Sitemaps

A sitemap is a list of all of the live URLs which exist on a site and is used to inform search engine crawlers of the most important pages and therefore which ones should be crawled and indexed. There are several things to consider when creating sitemaps, as well as understanding how search engines view them. We cover a range of these topics within our Hangout Notes, along with best practice recommendations and advice from Google.

Use Sitemaps Ping, Last Modified and Separate Sitemaps to Index Updated Content

March 20, 2020 Source

To help Google index updated content more quickly, ping Googlebot when a Sitemap has been updated, use Last Modified dates in Sitemaps, and use a separate Sitemap for updated content so it can be crawled more frequently.


Specify Timezone Formats Consistently Across Site & Sitemaps

February 18, 2020 Source

Google is able to understand different timezone formats, for example, UTC vs GMT. However, it’s important to use one timezone format consistently across a site and its sitemaps to avoid confusing Google.


Include Most Recently Changed Content in Separate Sitemap

February 18, 2020 Source

Rather than submitting all of your sitemaps regularly to get Googlebot to find and crawl newly updated pages, John recommends adding recently changed pages into a separate sitemap which can be submitted more frequently, while leaving more stable, unchanged pages in existing sitemaps.

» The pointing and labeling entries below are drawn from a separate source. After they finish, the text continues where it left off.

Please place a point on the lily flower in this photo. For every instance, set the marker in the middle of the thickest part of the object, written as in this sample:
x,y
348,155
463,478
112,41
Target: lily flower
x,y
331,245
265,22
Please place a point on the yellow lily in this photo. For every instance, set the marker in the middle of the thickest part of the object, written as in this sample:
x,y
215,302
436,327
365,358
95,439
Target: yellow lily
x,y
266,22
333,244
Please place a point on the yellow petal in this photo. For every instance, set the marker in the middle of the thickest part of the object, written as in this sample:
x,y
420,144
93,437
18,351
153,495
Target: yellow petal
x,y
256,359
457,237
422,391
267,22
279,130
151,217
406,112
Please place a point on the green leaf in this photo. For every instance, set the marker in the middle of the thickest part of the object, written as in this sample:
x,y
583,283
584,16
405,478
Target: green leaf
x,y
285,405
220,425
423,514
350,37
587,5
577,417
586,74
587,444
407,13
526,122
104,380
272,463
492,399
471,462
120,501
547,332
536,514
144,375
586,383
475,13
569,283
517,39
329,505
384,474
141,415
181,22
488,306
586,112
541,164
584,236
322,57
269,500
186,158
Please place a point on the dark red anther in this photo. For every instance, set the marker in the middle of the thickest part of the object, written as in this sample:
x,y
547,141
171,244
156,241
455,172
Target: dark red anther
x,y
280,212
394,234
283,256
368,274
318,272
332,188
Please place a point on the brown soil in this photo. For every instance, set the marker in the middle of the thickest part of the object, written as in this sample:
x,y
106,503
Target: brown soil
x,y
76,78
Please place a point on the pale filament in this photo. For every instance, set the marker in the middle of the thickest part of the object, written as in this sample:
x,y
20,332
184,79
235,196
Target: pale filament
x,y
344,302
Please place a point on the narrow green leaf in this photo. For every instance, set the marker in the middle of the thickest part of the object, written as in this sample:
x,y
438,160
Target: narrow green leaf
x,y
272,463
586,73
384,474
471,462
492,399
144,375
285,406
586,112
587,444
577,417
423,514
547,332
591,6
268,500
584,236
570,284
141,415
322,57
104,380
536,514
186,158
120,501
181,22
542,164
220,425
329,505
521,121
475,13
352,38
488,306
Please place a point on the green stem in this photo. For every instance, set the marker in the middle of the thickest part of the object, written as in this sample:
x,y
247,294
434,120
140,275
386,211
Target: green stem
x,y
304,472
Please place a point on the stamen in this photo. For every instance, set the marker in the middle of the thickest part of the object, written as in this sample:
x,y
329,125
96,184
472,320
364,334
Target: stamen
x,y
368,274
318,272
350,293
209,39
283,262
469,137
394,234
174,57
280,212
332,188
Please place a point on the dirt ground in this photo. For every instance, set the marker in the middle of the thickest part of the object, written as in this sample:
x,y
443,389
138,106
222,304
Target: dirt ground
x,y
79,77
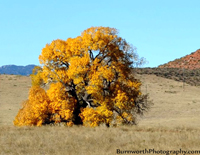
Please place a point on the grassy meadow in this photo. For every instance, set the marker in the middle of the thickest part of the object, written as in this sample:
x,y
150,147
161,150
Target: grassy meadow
x,y
171,124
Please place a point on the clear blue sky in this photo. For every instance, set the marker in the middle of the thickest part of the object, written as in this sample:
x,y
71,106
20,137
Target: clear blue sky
x,y
161,30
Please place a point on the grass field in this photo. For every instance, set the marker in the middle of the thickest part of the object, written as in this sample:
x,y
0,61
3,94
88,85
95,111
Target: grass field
x,y
171,124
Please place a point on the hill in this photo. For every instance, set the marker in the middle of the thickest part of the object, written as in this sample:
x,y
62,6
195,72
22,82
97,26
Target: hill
x,y
191,61
188,76
16,70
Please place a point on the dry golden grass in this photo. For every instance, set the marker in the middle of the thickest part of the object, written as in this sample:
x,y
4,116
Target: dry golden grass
x,y
171,124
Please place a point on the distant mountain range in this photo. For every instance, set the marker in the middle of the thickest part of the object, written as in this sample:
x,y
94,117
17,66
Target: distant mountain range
x,y
17,70
191,61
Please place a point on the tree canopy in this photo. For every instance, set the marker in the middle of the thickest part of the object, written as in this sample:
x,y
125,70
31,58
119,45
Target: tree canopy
x,y
90,82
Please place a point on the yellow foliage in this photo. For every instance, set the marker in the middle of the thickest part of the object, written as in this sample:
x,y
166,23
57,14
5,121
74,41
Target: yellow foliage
x,y
34,110
90,80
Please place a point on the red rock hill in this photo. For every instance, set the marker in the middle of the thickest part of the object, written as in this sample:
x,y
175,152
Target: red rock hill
x,y
191,61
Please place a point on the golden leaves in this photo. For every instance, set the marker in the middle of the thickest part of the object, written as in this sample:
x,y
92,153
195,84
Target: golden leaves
x,y
95,64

Use the Last Modified Date to Provide a Hierarchy of Changes Made to A Site

February 7, 2020 Source

John recommends using the last modified date in sitemaps in a reasonable way to provide a clear hierarchy of the changes that have been made on a site. This helps Google to understand which pages are important and ensures they focus on crawling these first.


“Discovered Not Indexed” Pages May Show in GSC When Only Linked in Sitemap

October 29, 2019 Source

Pages may show as “Discovered Not Indexed” in GSC if they have been submitted in a sitemap but aren’t linked to within the site itself.


Google Has a Separate User Agent For Crawling Sitemaps & For GSC Verification

October 1, 2019 Source

Google has a separate user agent that fetches the sitemap file, as well as one to crawl for GSC verification. John recommends making sure you are not blocking these.


Internally Link Pages Together to Increase Discoverability & Reduce Reliance on XML Sitemap

September 3, 2019 Source

Internally linking pages together helps Googlebot to discover the pages on your site more easily, and reduces the reliance on using XML sitemaps for URL discovery.


XML Sitemaps Should Include URLs on Same Path Unless Submitted Via Verified Property in GSC

August 23, 2019 Source

XML sitemaps should contain URLs on the same path. However, URLs in sitemaps submitted via GSC can be for any valid property within your GSC account.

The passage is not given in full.